小説

『ブリコラージュ』柿沼雅美(『流行歌曲について』萩原朔太郎)

ツギクルバナー

 痛っ、と思って目を開けると、見覚えのない天井が広がっている。絡まった髪の毛を指でいじりながら見つめる。全然自分の趣味じゃない、裸電球の周りに鳥の巣があるみたいなデザインの照明がぶらぁと垂れ下がってきている。
 なんだったんだっけ昨日、と思いながら、あっ、と思う。
 隣には、15年ぶりに会った飯田慶一郎が口を半開きにして寝ていた。ちょっとだけ感じた朝特有の口の臭いみたいなのはこれか、と思った。
 この口が昨日は、現代の日本は歌を失つている時代だと言い続けていたんだ。魂の渇きに水をあたえ、生活の枯燥を救ってくれる芸術であるのに、それがないなんて、としきりに嘆いていた。

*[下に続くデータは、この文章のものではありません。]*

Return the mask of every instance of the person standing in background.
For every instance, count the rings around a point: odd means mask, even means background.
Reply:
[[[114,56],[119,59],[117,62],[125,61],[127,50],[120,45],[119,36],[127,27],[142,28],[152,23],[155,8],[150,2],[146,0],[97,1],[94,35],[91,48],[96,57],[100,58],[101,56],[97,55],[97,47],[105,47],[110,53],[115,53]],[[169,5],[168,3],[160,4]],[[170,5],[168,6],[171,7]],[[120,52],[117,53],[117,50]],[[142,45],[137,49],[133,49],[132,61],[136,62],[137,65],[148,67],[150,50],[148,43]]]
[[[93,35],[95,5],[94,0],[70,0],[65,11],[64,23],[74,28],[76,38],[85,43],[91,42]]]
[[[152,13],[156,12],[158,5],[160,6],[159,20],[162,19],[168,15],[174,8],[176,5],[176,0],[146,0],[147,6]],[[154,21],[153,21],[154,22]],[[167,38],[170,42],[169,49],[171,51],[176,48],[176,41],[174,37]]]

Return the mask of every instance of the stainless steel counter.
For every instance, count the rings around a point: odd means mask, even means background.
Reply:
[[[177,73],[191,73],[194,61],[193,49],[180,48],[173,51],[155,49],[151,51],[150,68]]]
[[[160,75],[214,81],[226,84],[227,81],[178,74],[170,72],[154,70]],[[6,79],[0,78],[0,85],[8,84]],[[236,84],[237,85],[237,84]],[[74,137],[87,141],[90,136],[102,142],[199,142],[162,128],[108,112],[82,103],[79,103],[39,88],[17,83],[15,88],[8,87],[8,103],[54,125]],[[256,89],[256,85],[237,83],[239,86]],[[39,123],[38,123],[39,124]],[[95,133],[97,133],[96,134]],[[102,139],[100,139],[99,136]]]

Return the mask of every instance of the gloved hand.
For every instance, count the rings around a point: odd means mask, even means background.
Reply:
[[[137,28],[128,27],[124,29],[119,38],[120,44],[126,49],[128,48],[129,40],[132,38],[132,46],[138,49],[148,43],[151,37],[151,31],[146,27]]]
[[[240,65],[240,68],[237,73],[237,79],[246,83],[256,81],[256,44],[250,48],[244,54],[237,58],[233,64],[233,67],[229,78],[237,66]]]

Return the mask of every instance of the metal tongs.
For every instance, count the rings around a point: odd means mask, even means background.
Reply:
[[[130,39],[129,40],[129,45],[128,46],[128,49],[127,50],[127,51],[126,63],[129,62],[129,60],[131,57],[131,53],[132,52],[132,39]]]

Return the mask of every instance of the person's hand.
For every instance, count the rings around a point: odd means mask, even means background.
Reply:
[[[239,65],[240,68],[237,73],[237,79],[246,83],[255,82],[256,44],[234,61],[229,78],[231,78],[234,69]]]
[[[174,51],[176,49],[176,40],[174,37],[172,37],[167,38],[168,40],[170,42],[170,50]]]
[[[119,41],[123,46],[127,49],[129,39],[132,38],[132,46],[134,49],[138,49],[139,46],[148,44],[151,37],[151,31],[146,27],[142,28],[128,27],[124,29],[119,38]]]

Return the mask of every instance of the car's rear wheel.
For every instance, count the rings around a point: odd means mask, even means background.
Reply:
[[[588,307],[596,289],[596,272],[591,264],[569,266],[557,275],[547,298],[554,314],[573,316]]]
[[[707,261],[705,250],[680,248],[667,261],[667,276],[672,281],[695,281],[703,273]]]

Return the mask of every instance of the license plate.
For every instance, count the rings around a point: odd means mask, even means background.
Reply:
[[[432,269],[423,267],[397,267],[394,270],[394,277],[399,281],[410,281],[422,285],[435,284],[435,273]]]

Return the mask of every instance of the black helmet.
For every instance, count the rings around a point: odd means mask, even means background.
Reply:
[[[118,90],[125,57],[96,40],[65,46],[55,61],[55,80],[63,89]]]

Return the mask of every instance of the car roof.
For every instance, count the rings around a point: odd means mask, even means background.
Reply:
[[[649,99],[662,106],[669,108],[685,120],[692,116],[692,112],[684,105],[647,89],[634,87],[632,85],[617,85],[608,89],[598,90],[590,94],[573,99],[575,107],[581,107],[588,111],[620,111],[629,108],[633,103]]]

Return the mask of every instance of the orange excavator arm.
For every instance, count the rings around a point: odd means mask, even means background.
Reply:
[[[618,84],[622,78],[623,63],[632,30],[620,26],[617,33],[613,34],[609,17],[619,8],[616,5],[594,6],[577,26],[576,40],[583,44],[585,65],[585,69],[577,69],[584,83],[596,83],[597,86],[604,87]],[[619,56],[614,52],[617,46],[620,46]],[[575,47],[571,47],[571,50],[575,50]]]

日本の現実する社会相と接触し、民衆のリアルな喜怒哀楽を表現している芸術はCDやらテレビやらで歌われてる、町の流行歌でしかないなんて、と舌を巻いて絡んできていた。
 上半身を起こすと、何年も使い込んでいるだろう毛布がはらりと落ちた。服は着ている、そりゃそうだ、と思う。38にもなって久しぶりに同窓会で再会して一夜限りの関係なんてするほどバカじゃない、下手な昼ドラじゃあるまいし。あれ、もしかして38だからそれくらいしてもいいのか、ともやもや考えながらベッドをおりた。
 壁には男子高校生の部屋のように私には分からないバンドのポスターが貼られていて、1DKの部屋の角にはギターが壁に立てかけてあって、目線の先に見える冷蔵庫は小さい。空のペットボトルがいくつも入ったゴミ袋がキッチンの入り口を塞いでいた。
 「なにしてんの?」
 慶一郎の声がして、見ると真夏から使っているんだろうタオルケットを蓑虫のように巻いてこっちを向いていた。
 「敬子ちゃん、昨日のこと覚えてる? 俺なにもしてないでしょ、偉くない?」
 慶一郎はそう言って、のっそり起き上がった。少し長めの前髪をかきあげている。
 「偉いも何も、する気にならなかっただけでしょ?」
 冷蔵庫を開けながら返した。
 「えー違うよ、俺はいっくらでもオッケーだったけど、ここで何もしないのが逆にパンクかなと思って」
 冷蔵庫からボルヴィックをもらって一気に飲んだ。
 「なにそれ、なんか昨日もそんなこと言ってたよね、パンクだとかロックだとか」
 ボルヴィックを持ってベッドに戻っても慶一郎は動こうとしない。昼にならないと体がだるそうなままなのは学生時代から変わっていないようだった。
 「俺はそうやって生きてるってこと」
 私は、どうでもよくて、ふぅん、とだけ返事をした。